A new empirical paper compares methods for estimating “beta”, i.e. the sensitivity of individual asset prices to changes in a broad market benchmark. It analyzes a large range of stocks and more than 50 years of history. The findings point to a useful set of initial default rules for beta estimation: [i] use a lookback window of about one year, [ii] apply an exponential moving average to the observations in the lookback window, and [iii] adjust the statistical estimates by reasonable theoretical priors, such as the similarity of betas for assets with similar characteristics.
The post ties in with SRSV’s lectures on information efficiency.
The below are excerpts from the paper. Emphasis and cursive text have been added.
The point of the analysis
“Researchers and practitioners face many choices when estimating an asset’s sensitivities toward risk factors, i.e., betas…We study the impact that these choices, e.g., different data sampling frequencies, estimation windows, forecast adjustments, and forecast combinations, have on estimates for beta.”
“We use a large cross-section of stocks and more than 50 years of data to comprehensively study the estimation of beta… We obtain daily data on stock returns, prices, and shares outstanding from the Center for Research in Security Prices (CRSP). We use all stocks traded on the New York Stock Exchange (NYSE), the American Stock Exchange (AMEX), and the National Association of Securities Dealers Automated Quotations (NASDAQ). We start our sample period I January 1963 and end it in December 2015.”
“To evaluate predictions for beta, we…use the realized beta…We evaluate the predictability for realized beta by computing the average root mean squared error (RMSE) of all approaches.”
The choice of lookback window
“An estimate based on a short historical window delivers a more timely conditional estimate. On the other, estimates based on a small sample are prone to measurement error. Starting with daily data, we find that the average value-weighted RMSE is highest for the 1-month horizon. It falls gradually up to the 12-month horizon and begins to rise again for longer estimation windows…We find that a historical window of 1 year typically yields the lowest average prediction errors.”

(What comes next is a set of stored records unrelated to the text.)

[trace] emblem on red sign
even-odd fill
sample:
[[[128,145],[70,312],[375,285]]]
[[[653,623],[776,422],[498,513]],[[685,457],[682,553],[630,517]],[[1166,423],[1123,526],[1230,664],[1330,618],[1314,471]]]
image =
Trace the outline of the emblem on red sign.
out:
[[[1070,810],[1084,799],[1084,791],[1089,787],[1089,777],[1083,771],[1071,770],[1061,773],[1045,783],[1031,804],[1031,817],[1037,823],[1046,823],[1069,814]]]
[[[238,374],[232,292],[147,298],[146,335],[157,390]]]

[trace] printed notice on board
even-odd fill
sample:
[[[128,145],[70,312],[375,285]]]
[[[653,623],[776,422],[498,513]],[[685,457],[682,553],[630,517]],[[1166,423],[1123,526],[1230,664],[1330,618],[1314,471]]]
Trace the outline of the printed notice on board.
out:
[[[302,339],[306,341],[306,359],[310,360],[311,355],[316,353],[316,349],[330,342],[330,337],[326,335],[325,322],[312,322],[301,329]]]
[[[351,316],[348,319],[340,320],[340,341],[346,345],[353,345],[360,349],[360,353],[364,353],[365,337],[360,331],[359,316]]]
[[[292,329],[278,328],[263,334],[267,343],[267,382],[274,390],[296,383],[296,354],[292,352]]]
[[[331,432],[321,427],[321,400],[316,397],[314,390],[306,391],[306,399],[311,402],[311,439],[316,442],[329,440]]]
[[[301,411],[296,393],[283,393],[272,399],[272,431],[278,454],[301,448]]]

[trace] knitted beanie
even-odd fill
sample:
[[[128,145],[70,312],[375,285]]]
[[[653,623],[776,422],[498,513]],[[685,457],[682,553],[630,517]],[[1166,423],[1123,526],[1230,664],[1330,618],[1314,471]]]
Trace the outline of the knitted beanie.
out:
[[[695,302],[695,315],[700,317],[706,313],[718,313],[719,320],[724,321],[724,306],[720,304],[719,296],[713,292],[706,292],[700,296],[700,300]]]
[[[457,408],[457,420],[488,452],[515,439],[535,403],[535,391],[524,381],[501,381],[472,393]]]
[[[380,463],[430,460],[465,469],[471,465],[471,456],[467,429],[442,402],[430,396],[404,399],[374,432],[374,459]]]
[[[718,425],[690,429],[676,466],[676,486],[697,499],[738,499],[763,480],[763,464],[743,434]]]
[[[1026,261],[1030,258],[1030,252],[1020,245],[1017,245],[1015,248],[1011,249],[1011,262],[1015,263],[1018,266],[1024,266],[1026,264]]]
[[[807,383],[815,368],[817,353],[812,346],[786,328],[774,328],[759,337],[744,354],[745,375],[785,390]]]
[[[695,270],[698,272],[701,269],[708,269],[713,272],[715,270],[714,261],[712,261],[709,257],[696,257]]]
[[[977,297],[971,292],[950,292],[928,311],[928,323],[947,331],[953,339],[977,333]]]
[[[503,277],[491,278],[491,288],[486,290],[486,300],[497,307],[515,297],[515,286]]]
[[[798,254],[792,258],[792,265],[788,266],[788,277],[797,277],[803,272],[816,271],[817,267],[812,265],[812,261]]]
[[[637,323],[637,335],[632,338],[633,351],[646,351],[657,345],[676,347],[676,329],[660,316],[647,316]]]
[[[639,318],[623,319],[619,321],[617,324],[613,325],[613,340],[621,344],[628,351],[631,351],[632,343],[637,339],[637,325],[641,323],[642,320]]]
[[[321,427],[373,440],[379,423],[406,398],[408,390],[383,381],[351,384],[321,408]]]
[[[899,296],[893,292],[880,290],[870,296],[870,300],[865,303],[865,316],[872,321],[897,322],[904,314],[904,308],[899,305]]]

“We examine the impact of different weighting schemes. Conceptually, exponentially weighting past observations could deliver a possible solution to the conditionality versus sample size trade-off because one can…place higher weight on more recent observations to get a conditional estimate and use a long historical window to reduce measurement noise. ..To be precise, we estimate [the beta] with weighted least squares using the [exponential] weights…Indeed, we find that exponentially weighting the observations yields significantly more precise estimates for beta.”
“Option-implied beta estimators [which need no lookback]…work particularly well in predicting future betas. While the intrinsically forward-looking nature of option-based estimators seems to be favorable, the estimators face one important shortcoming. They are only applicable for a subset of large stocks with active options markets.”
The choice of frequency
“We find that the data frequency should be as high as possible, i.e., estimators based on daily data outperform those based on monthly or quarterly data…We find that low-frequency estimators, i.e., those based on monthly and quarterly data, yield very high average RMSEs, which are each significantly higher…about 80% of the time.”
“Using high-frequency data [of less than a day], betas can be estimated more precisely for the firms of the S&P 500. However, the same shortcoming as for option-implied estimators applies for estimators relying on high-frequency data: they are only reliable for the subset of the most liquid stocks.”
The choice of prior beliefs
“We examine the impact of imposing priors for the beta estimates. The idea behind this approach is that the beta estimate of a stock should not be too dissimilar to that of other stocks with similar characteristics. We find that the simple shrinkage adjustments [modification of statistical estimates by prior beliefs]…yield improvements for the simple historical estimator.”
“We obtain a posterior belief of beta by combining the historical estimate with a prior in the following way:… We use as priors (i) the cross-sectional average beta…(ii) the cross-sectional average beta of firms in the same… industry sector and (iii) the fundamentals-based prior of Cosemans et al. (2016)…The degree of shrinkage depends on the relative precisions of the historical estimate and the prior.”
“We investigate forecast combinations. We examine simple, regression-based, and Bayesian combinations. We find that a simple forecast combination of an exponentially weighted and a prior-based historical estimator yields the lowest average prediction errors overall. However, more elaborated combination approaches perform considerably worse, especially if we combine many individual models.”